Una nuova Guerra fredda portata al punto che alla nostra redazione non è stato neppure inviato – come sempre accadeva – il comunicato stampa che annunciava i vincitori. E pensare che fra le monete che hanno ottenuto riconoscimenti in Russia ai Coin Constellation 2025 ci sono due coniazioni della Zecca italiana e altre ideate da PowerCoin, la compagnia tricolore capitanata da Antonello Galletta.
Monete italiane che si sono imposte agli organizzatori per la loro qualità, bellezza e originalità e hanno colpito i nuovi giurati che hanno assegnato il secondo posto nella categoria Unique concept ai 10 euro per Pietro Mennea e il terzo posto (ex equo) nella categoria Best circulating coin ai 2 euro per Rita Levi-Montalcini.

La 2 euro commemorativa dedicata a Rita Levi-Montalcini emessa nel 2024
Per quanto riguarda PowerCoin, invece, sono stati quattro i piazzamenti sul podio. Altri riconoscimenti sono andati alla Svizzera, a Cook Islands, al Ghana, a Palau e al Kazakhstan, a Camerun, Bielorussia e Armenia, a Niue e, ovviamente, alla Federazione Russa che si è accaparrata un bel numero di primi premi di e piazzamenti. Vedremo cosa succederà – posto che ce ne giunga notizia… – nella prossima edizione del contest numismatico russo; per il momento è consolante che il concorso non sia stato dominato in modo “sovietico” da emissioni del blocco filorusso e paesi collegati.

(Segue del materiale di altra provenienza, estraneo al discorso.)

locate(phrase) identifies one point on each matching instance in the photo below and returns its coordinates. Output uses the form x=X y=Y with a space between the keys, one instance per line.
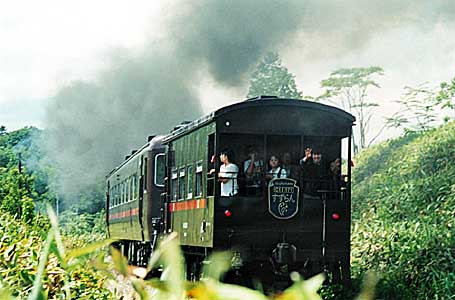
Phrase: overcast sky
x=44 y=44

Quale è stata – vi chiederete a questo punto – la “moneta dell’anno” vincitrice assoluta del Coins Constellation 2025? Si tratta della 200 rubli in argento proof (130 millimetri di diametro per oltre 3,5 chili di peso, soli 50 pezzi coniati) emessa a ricordo dei tre secoli della zecca di San Pietroburgo, la città nella quale nel 1917 l’incrociatore Aurora sparò il primo colpo di cannone che segnò l’inizio della Rivoluzione d’ottobre.
Mentre gli zar di oggi sembrano quanto mai saldi sui loro troni.